Debt Dilemma: Nigeria's 31% Revenue Shortfall Sparks Concern

The Federal Government of Nigeria has announced a revenue performance of N6.9 trillion for the first quarter of 2025, which signifies a 33% increase from the N5.2 trillion generated during the same period in 2024. Nevertheless, this revenue did not meet the projected target of N10 trillion on a pro-rata basis, indicating a 31% shortfall.

Revenue Performance and Debt

Wale Edun, the Minister of Finance and Coordinating Minister of the Economy, stated that the increase in revenue reflects the initial benefits of ongoing economic and institutional reforms. Despite the revenue shortfall, the government may explore options to bridge the revenue gap, potentially through debt financing. As of December 31, 2024, Nigeria’s total public debt was recorded at N144.67 trillion, and President Bola Tinubu has sought approval for a new loan of $24.14 billion.

The government aims for a 7% growth rate in gross domestic product (GDP), capitalizing on enhanced revenue collection, fiscal discipline, and growth driven by the private sector.
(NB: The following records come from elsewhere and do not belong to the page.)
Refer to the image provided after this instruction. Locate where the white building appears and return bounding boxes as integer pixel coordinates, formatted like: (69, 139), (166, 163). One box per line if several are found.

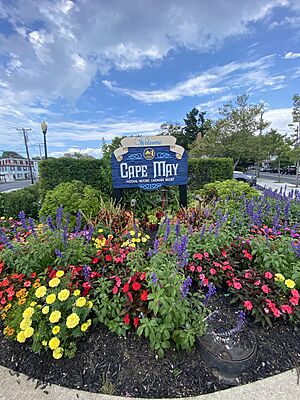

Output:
(0, 156), (38, 182)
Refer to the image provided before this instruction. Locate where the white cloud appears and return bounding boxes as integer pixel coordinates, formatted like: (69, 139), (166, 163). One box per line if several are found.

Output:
(49, 147), (103, 158)
(284, 51), (300, 59)
(264, 108), (292, 133)
(0, 0), (293, 100)
(102, 55), (286, 103)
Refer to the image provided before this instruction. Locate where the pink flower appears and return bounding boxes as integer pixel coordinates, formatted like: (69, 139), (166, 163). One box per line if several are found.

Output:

Recent indicators, such as increasing external reserves, improved revenue performance, and a reduction in inflation, suggest a favorable trend. The Minister highlighted that reforms like market-based pricing for foreign exchange and petroleum products have reinstated investor confidence and fostered a more transparent environment for economic activities.

The Minister disclosed that Shell intends to invest $5.5 billion in Nigeria this year, challenging the notion that significant players are withdrawing from the nation. The government is also striving to draw long-term capital into the economy via Public-Private Partnerships (PPPs). Furthermore, the Ministry of Finance Incorporated Real Estate Investment Fund (MREIF) has allocated mortgages totaling N6.9 billion to 159 recipients across six pilot areas.

Housing and Power Sector

The government seeks to tackle the housing shortfall estimated to be between 20 to 28 million units. The MREIF is structured to attract both public and private investment for housing development. In the power sector, the Minister indicated a 40% rise in electricity production, attributed to tariff reforms, targeted subsidies, and a significant metering initiative. 

Nigeria’s economic advancements have been acknowledged, with international credit rating agencies Fitch and Moody’s enhancing the country’s ratings. The government is dedicated to ensuring that even micro enterprises can secure financing to grow their operations, create more jobs, and help lower the cost of living through increased production.